DHA, an essential fatty acid for brain development and protection, could be directly obtained in the diet from marine sources (fish or algae). It could also be synthesized from dietary precursors such as the omega-3 – α-linolenic acid (ALA) – however the conversion efficiency is low.
DHA is essential for brain function and its deficiency is implicated in many types of neurological disorders, including anxiety.
A study published in Biochim Biophys Acta by the University of Los Angeles in 2015, demonstrates that Curcumin enhances the synthesis of DHA from its precursor (ALA) in rodents, and elevates levels of enzymes (FADS2, Elov2) involved in the synthesis of DHA.
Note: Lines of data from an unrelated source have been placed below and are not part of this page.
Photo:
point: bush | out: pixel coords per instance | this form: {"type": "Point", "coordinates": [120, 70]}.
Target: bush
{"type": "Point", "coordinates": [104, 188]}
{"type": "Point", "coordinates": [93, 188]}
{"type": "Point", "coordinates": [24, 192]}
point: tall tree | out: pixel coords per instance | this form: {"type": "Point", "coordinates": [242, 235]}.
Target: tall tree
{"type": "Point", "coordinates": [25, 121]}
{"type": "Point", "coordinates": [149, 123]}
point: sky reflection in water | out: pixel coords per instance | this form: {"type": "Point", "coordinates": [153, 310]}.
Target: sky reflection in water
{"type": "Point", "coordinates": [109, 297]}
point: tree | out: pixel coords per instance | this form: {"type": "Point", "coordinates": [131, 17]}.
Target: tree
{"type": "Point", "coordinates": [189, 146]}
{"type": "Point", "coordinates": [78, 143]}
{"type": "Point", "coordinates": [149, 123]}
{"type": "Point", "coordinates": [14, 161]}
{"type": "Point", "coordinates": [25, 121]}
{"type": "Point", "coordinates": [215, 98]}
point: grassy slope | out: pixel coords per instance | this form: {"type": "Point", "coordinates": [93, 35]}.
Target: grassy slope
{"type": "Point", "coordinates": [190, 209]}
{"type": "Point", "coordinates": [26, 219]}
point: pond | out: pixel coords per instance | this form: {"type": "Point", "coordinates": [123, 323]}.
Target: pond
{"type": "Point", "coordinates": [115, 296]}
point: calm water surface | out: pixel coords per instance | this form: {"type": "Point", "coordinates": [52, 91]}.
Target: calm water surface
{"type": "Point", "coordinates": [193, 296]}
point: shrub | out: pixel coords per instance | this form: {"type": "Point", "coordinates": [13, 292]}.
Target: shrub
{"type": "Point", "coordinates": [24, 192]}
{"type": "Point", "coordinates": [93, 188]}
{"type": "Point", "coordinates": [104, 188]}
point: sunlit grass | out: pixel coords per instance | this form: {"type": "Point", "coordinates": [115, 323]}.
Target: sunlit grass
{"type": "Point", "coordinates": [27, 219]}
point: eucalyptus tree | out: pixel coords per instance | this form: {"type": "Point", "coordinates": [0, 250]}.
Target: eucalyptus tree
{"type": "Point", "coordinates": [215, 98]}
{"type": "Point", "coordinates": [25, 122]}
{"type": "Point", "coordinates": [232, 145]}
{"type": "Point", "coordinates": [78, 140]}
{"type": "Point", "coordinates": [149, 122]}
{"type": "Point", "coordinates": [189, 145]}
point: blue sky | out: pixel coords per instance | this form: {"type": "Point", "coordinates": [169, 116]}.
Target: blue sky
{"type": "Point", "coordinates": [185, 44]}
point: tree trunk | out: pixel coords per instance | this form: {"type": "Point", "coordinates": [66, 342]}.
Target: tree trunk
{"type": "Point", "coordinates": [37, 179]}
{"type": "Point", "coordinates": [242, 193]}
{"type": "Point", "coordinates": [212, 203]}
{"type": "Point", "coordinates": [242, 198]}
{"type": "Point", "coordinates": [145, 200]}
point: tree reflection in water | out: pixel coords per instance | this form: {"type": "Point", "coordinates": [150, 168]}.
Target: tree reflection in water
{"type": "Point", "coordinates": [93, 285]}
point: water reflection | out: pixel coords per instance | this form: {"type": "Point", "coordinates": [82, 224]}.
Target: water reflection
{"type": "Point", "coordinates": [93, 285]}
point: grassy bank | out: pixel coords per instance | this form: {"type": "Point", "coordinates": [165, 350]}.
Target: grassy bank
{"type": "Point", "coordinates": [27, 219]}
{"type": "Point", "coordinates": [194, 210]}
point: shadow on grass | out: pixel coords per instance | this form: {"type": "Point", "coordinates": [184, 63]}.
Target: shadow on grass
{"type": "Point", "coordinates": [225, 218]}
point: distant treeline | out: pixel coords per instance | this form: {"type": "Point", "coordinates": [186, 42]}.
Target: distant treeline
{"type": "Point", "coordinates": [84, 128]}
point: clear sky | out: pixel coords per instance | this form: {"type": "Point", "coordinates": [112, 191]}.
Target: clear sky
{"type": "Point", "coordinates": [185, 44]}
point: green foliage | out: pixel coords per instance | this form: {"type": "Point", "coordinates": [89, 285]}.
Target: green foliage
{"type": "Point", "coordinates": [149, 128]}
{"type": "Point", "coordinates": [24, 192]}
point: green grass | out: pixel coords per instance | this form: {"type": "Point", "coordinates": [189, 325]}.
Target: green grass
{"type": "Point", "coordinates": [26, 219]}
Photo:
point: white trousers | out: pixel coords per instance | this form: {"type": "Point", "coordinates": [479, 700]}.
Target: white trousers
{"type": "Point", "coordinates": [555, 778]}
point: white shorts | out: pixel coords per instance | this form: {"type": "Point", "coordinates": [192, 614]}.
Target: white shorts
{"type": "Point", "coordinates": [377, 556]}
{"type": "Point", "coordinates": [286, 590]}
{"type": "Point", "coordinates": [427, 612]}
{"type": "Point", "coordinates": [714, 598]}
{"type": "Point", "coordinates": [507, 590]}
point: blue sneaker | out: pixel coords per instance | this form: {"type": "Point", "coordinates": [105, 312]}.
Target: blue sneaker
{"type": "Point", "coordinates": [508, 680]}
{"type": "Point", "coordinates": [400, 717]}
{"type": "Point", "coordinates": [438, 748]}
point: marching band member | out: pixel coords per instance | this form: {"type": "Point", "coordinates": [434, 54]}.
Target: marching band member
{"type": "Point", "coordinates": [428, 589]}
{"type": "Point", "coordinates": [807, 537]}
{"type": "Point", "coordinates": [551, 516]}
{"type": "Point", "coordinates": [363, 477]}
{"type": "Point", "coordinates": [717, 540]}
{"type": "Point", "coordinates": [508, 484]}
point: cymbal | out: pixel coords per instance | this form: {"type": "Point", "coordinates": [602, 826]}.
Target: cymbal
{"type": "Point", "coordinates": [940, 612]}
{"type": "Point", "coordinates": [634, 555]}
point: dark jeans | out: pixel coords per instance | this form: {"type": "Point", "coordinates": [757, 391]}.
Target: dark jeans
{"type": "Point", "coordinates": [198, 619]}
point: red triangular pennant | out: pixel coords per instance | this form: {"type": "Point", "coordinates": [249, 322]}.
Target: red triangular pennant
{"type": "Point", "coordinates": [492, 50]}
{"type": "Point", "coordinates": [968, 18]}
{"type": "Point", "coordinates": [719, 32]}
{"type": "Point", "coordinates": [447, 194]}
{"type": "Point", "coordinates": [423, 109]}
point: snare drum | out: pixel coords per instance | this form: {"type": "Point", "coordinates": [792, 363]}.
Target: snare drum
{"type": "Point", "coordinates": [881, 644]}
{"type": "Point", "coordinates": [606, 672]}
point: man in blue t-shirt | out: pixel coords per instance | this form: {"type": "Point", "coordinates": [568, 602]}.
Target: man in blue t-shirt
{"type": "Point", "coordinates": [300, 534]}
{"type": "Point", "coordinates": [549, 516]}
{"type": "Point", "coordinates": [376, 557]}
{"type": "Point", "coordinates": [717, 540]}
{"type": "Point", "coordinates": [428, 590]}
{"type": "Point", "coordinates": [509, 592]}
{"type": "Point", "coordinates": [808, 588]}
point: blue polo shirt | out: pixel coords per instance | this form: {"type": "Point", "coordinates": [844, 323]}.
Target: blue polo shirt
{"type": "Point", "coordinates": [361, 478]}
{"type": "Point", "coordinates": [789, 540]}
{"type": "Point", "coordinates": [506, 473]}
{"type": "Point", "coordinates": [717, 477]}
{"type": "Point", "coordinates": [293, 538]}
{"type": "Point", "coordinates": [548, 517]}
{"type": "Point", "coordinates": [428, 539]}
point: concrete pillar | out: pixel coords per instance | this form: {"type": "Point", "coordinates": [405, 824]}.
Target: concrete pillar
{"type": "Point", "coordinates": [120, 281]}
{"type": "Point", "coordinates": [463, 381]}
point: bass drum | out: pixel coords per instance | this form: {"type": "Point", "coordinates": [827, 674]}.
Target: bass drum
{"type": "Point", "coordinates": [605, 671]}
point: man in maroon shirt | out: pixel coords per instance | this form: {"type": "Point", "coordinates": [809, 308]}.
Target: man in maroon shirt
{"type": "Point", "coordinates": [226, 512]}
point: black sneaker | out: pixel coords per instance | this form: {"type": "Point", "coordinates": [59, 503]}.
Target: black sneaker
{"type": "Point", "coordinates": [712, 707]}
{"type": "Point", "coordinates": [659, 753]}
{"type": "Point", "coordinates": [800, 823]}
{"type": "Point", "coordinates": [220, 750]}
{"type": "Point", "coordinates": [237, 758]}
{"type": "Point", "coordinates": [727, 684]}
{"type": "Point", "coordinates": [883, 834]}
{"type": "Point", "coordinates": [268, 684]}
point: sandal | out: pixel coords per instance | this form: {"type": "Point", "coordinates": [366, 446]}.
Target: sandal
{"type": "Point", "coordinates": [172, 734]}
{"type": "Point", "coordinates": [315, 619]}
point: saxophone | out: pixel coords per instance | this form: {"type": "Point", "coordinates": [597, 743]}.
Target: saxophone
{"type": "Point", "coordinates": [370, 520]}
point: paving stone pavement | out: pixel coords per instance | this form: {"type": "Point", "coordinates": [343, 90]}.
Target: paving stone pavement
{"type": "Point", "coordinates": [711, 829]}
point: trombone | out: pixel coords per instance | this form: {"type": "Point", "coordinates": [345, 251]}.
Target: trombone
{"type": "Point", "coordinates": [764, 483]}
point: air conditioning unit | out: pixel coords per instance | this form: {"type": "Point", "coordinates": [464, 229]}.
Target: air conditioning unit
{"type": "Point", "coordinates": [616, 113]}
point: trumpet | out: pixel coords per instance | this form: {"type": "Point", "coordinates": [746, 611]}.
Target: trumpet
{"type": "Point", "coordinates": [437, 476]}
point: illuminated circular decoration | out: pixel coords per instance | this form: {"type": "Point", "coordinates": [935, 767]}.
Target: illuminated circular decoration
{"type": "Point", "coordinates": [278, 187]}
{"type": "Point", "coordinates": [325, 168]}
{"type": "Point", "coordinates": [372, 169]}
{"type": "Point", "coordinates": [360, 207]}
In vivo treatment with both curcumin and ALA reduced anxiety-like behavior in rodents which could be explained by the increase of DHA levels in the brain.
These results are particularly interesting for populations following a vegan or plant-based diet who do not consume omega-3 rich foods from marine sources (fish, krill) containing DHA. Today, non-animal DHA supplementation is possible with algae oil food supplements.
Wu A, Noble EE, Tyagi E, Ying Z, Zhuang Y, Gomez-Pinilla F. Curcumin boosts DHA in the brain: Implications for the prevention of anxiety disorders. Biochim Biophys Acta. 2015 May;1852(5):951-61.